The recent heavy rains have provided challenging soil conditions. Soils are compacted by intense rainfall and standing water. Excess water tends to seal the soil surface, even on some sandy soils. These conditions impede drying of the soil and movement of air into the soil. The root environment is oxygen deficient and roots cannot function properly to take up water and essential nutrients. Many beneficial microorganisms also have a difficult time functioning when oxygen starved. When these conditions persist for more than two to three days, roots will become non-functional and may begin to degrade. Cultivation is essential to open the soil and allow air to move in. Renewed aeration of the soil will stimulate root growth and microbial activity that will mineralize nitrogen and other nutrients.
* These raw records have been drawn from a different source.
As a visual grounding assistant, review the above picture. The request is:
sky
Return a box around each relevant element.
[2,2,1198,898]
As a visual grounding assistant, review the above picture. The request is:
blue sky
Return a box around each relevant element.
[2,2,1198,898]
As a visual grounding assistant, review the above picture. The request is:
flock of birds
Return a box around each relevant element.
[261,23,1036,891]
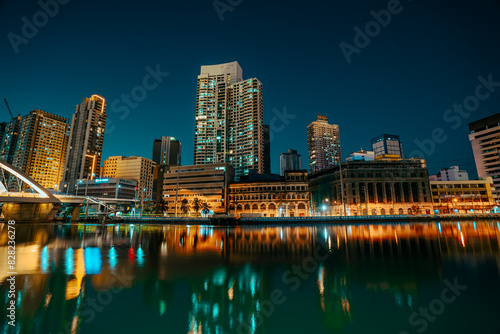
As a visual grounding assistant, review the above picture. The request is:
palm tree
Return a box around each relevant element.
[155,198,168,215]
[200,201,211,216]
[192,197,201,215]
[180,198,190,215]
With aeration, new root growth will occur.
During flooded or saturated soil conditions 50 lbs N/a or more may be lost by leaching or denitrification. Once soils dry sufficiently, sidedress 40 lbs N/a to enhance root and plant growth. Spraying nitrogen and other nutrients on the foliage of stressed plants may help them get through the stress period. However, under stress conditions plants are less able to absorb nutrients through the leaves, so the benefit may not be as great as anticipated. Urea ammonium nitrate (28 percent nitrogen) is a good source of nitrogen for foliar application as long as the rate does not exceed three gallons per acre. Small amounts of nutrients may be able to be added in with other spray materials, but be sure to check compatibility.
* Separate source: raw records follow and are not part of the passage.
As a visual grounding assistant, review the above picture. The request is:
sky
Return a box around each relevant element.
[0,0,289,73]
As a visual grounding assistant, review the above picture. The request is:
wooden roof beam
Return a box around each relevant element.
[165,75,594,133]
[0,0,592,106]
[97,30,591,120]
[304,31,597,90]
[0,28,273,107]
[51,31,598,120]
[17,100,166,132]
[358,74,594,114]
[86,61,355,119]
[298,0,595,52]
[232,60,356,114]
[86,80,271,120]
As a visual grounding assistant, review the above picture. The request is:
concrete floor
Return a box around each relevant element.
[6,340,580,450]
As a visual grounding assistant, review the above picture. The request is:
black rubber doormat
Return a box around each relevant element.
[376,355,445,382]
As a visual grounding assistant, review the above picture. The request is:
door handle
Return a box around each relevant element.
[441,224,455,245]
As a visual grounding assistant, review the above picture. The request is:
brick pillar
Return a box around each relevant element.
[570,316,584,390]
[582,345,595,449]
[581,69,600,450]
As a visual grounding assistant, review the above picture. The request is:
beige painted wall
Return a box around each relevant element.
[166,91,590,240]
When excess rainfall occurs, the primary nutrient of concern is usually nitrogen. In sandy soils, significant amounts of potassium may also be leached out of the root zone so that topdress application may be beneficial for high potassium requiring crops, celery and tomatoes. Boron is also subject to leaching out of the root zone in sandy soils and muck soils. For celery, celeriac, broccoli and root crops consider spraying 0.25 lb actual boron per acre on the foliage.